Sorbonne Universite, Paris Brain Institute-ICM, CNRS, Inria, Inserm, AP-HP, Hopital de la Pitie Salpêtriere, F-75013 Paris, France.
Rep Prog Phys. 2023 Aug 22;86(10). doi: 10.1088/1361-6633/ace6bc.
The brain is a highly complex system. Most of such complexity stems from the intermingled connections between its parts, which give rise to rich dynamics and to the emergence of high-level cognitive functions. Disentangling the underlying network structure is crucial to understand the brain functioning under both healthy and pathological conditions. Yet, analyzing brain networks is challenging, in part because their structure represents only one possible realization of a generative stochastic process which is in general unknown. Having a formal way to cope with such intrinsic variability is therefore central for the characterization of brain network properties. Addressing this issue entails the development of appropriate tools mostly adapted from network science and statistics. Here, we focus on a particular class of maximum entropy models for networks, i.e. exponential random graph models, as a parsimonious approach to identify the local connection mechanisms behind observed global network structure. Efforts are reviewed on the quest for basic organizational properties of human brain networks, as well as on the identification of predictive biomarkers of neurological diseases such as stroke. We conclude with a discussion on how emerging results and tools from statistical graph modeling, associated with forthcoming improvements in experimental data acquisition, could lead to a finer probabilistic description of complex systems in network neuroscience.

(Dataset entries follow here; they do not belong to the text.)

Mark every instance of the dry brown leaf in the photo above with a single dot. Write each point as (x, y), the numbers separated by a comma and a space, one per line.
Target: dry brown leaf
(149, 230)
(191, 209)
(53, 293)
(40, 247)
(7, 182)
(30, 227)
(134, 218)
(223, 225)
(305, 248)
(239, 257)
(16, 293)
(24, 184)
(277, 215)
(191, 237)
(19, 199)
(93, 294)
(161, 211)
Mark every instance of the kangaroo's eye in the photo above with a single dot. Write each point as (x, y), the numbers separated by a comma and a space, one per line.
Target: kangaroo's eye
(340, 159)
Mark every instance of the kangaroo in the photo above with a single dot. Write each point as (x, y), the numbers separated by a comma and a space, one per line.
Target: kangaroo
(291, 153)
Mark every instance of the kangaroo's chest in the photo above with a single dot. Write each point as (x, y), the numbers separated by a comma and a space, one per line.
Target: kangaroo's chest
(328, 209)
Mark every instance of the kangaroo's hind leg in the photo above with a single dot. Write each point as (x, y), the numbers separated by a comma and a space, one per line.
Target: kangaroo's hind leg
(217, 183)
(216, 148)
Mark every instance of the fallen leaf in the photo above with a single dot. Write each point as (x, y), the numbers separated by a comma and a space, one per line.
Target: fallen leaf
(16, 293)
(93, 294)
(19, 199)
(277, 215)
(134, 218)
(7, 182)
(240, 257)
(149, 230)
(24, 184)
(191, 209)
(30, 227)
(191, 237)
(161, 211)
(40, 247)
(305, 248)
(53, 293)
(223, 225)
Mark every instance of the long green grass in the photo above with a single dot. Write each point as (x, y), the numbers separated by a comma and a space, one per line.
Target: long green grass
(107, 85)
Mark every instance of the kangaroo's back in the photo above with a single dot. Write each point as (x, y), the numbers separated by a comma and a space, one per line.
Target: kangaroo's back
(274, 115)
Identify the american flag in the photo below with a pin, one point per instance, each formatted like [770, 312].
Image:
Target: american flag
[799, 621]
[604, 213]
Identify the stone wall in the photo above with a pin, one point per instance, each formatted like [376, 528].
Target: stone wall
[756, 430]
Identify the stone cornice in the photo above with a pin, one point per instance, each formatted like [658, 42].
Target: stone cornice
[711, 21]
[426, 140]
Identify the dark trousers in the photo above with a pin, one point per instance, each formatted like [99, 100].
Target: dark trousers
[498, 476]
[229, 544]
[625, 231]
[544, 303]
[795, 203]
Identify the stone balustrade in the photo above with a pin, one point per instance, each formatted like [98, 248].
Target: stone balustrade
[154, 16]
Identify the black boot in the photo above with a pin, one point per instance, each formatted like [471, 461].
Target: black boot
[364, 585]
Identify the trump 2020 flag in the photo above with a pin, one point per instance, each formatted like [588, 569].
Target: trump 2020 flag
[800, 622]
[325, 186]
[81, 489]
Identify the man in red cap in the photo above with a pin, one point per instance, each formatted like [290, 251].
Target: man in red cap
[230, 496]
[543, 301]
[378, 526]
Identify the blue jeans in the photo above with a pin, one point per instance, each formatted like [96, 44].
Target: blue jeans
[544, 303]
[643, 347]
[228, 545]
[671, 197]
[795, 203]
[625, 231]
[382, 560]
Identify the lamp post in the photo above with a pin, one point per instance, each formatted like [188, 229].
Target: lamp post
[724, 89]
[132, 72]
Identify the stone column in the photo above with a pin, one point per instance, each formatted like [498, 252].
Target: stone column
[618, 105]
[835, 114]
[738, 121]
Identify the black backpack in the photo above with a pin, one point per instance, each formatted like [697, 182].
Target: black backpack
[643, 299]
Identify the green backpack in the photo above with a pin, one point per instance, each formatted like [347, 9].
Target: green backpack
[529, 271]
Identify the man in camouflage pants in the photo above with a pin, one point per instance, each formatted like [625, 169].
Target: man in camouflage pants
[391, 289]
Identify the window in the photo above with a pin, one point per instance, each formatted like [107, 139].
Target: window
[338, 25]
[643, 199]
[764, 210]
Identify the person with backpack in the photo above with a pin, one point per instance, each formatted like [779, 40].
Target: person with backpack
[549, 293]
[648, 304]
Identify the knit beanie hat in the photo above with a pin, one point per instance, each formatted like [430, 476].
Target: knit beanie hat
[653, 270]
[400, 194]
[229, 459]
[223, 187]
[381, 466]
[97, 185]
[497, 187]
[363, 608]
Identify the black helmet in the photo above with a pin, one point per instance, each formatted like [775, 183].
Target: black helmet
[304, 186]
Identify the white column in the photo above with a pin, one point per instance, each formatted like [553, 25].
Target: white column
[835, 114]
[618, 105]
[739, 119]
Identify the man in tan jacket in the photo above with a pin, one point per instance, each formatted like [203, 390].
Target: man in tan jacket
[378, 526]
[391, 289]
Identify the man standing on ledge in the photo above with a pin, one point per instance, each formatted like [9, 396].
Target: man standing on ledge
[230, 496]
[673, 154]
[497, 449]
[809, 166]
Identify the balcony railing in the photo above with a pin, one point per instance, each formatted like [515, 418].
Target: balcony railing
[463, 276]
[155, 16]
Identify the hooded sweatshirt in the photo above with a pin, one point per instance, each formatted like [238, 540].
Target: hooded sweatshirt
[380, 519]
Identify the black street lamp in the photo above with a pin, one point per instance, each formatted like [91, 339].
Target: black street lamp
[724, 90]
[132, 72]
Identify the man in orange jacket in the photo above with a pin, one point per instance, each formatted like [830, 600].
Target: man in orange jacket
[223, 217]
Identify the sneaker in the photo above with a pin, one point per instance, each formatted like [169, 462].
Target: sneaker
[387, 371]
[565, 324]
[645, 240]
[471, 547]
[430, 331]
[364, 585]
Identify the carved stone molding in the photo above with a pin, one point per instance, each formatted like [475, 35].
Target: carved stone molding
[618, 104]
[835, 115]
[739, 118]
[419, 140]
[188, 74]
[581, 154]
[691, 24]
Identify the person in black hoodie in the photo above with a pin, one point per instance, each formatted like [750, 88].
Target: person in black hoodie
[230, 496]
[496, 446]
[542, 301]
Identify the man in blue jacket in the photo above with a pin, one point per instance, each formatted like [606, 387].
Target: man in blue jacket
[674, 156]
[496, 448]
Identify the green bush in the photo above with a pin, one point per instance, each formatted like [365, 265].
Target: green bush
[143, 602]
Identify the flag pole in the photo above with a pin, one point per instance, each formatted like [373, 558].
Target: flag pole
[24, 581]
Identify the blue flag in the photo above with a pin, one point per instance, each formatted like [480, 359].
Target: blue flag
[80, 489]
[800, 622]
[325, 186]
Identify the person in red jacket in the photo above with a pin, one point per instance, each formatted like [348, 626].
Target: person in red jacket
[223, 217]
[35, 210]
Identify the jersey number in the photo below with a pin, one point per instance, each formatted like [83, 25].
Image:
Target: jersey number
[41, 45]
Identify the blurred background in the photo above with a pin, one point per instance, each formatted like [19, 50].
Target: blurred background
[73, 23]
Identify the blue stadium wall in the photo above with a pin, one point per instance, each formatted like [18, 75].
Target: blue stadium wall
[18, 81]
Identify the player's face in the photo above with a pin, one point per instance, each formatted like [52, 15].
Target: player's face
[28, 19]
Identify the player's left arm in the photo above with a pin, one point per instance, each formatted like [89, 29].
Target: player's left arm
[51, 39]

大脑是一个高度复杂的系统。这种复杂性主要源于其各部分之间相互交织的连接,这些连接产生了丰富的动力学和高级认知功能的出现。解开潜在的网络结构对于理解健康和病理条件下的大脑功能至关重要。然而,分析大脑网络具有挑战性,部分原因是它们的结构仅代表一般未知的生成随机过程的一种可能实现。因此,有一种正式的方法来应对这种内在的可变性对于大脑网络特性的描述是至关重要的。解决这个问题需要开发主要来自网络科学和统计学的适当工具。在这里,我们专注于网络的最大熵模型的一个特殊类别,即指数随机图模型,作为一种识别观察到的全局网络结构背后的局部连接机制的简约方法。我们回顾了在寻找人类大脑网络的基本组织特性,以及识别中风等神经疾病的预测生物标志物方面的努力。我们最后讨论了统计图建模的新兴结果和工具,以及与实验数据采集的未来改进相关的工具,如何导致网络神经科学中复杂系统的更精细概率描述。